Google has expelled 20 Android apps from its Play marketplace after finding they contained code for monitoring and extracting users’ e-mail, text messages, locations, voice calls, and other sensitive data.
The apps, which made their way onto about 100 phones, exploited known vulnerabilities to “root” devices running older versions of Android. Root status allowed the apps to bypass security protections built into the mobile operating system. As a result, the apps were capable of surreptitiously accessing sensitive data stored, sent, or received by at least a dozen other apps, including Gmail, Hangouts, LinkedIn, and Messenger. The now-ejected apps also collected messages sent and received by Whatsapp, Telegram, and Viber, which all encrypt data in an attempt to make it harder for attackers to intercept messages while in transit.
The apps also contained functions allowing for:
- Call recording
- VOIP recording
- Recording from the device microphone
- Location monitoring
- Taking screenshots
- Taking photos with the device camera(s)
- Fetching device information and files
- Fetching user information (contacts, call logs, SMS, application-specific data)
To conceal their surveillance capabilities, the apps posed as utilities for cleaning unwanted files or backing up data. Google said the apps contained evidence that they were developed by a cyber arms company called Equus Technologies. In April, Google officials warned of a different family of Android surveillance apps developed by a different provider of intercept tools called NSO Group Technologies. Those apps were related to the advanced iOS spyware known as Pegasus, which was used against a political dissident located in the United Arab Emirates. In that case, however, the Pegasus-related Android apps never made their way into Google Play.Google has dubbed the new batch of surveillance apps “Lipizzan.” In a blog post published Wednesday, company researchers said they were a two-stage tool. The first stage was distributed through Google Play and other channels and usually masqueraded as a legitimate app. Once installed, the apps would download and load a second stage involving some sort of license verification. This second stage would survey the infected device. Depending on the results, the second stage would then root the device and begin to exfiltrate device data to a server controlled by the developers.

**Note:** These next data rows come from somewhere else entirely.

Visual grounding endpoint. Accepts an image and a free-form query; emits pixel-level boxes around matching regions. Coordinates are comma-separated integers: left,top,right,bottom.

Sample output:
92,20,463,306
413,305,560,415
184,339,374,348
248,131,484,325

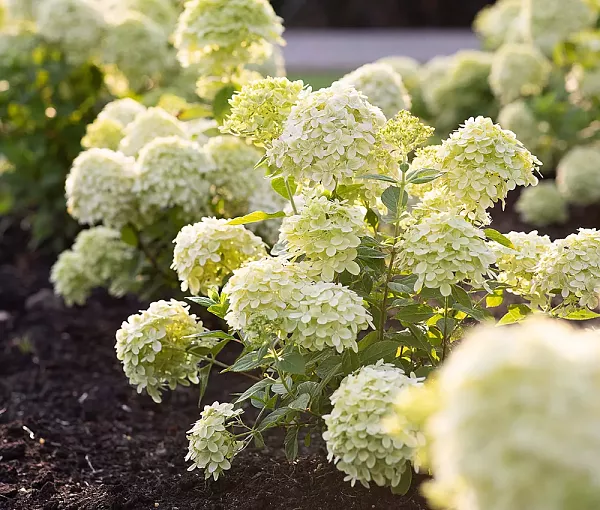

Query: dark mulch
0,221,426,510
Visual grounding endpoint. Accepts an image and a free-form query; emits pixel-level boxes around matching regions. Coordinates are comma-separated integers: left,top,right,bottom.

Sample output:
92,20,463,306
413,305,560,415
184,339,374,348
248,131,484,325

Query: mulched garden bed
0,192,600,510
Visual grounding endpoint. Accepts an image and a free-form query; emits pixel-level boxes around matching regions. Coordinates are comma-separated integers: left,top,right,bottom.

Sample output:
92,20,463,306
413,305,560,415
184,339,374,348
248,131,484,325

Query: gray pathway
284,29,479,71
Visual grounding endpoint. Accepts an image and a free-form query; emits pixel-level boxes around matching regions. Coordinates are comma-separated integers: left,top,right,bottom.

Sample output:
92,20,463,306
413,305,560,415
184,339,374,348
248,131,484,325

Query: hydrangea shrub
108,74,600,494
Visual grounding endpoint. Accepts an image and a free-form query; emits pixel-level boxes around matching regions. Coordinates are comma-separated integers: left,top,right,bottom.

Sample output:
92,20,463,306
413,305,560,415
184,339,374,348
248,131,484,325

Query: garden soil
0,191,600,510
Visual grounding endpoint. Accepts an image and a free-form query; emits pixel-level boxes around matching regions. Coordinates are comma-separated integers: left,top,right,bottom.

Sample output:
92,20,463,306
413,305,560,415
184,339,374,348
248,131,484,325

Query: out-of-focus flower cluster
171,218,267,295
490,44,552,104
323,361,424,487
399,319,600,510
175,0,284,76
532,228,600,309
340,63,411,119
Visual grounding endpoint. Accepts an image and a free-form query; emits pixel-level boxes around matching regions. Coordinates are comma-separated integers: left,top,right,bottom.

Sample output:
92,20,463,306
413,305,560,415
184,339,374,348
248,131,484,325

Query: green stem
283,178,298,214
442,296,448,361
379,168,406,341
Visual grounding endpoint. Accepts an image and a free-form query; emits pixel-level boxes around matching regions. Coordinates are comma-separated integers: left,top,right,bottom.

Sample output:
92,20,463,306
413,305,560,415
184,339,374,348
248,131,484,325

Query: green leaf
452,303,492,322
275,349,306,375
0,190,15,216
388,274,418,294
186,296,217,308
358,331,379,352
342,349,360,374
365,209,379,230
497,304,532,326
256,407,296,432
356,246,385,259
396,304,435,324
229,345,268,372
560,308,600,321
288,393,310,412
358,340,399,366
235,379,272,404
452,285,472,313
355,174,398,184
198,363,212,407
485,289,504,308
184,331,235,340
252,430,265,448
283,425,300,462
381,186,400,216
483,228,515,250
213,85,237,124
271,175,297,200
392,465,412,496
406,168,442,184
121,225,139,247
227,211,285,225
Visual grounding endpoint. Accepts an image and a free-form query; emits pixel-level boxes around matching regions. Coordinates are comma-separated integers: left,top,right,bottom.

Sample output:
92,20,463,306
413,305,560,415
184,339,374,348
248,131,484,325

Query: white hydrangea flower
134,136,214,221
65,149,137,228
441,117,541,219
102,12,171,89
396,211,496,296
515,181,569,227
427,319,600,510
115,299,209,402
267,83,385,190
72,227,138,297
223,257,312,341
522,0,598,56
532,228,600,309
323,361,422,487
498,100,543,152
185,402,244,480
490,44,552,104
35,0,106,64
492,230,552,296
473,0,523,50
279,196,365,282
556,146,600,205
50,250,95,306
339,62,411,119
221,78,308,145
288,282,373,353
81,117,125,151
174,0,284,72
171,218,267,295
423,50,496,133
119,108,187,156
98,97,146,128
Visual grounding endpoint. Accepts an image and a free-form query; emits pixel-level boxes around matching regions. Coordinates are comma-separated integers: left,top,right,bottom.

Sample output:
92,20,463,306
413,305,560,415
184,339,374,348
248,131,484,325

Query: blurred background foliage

Google researchers discovered the apps using techniques they developed during their investigation of the Pegasus-related apps. The techniques involved Google Play Protect, a tool that regularly scans previously installed apps and warns of any security concerns. After the researchers blocked an earlier set of apps on Google Play, the developers uploaded a new set of apps with a similar format but a couple of differences in an attempt to work around the purge. The Google researchers quickly spotted the new batch and removed those as well.
Google’s disclosure came about 12 hours before researchers from antivirus provider Sophos documented two apps on Google Play that also steal text messages. One app poses as an app store shortcut feature, and the other masquerades as an app for a “Skin Care Magazine.” They worked by downloading a plug-in. Together, they had received 100,000 to 500,000 downloads.
Post updated to add the last paragraph.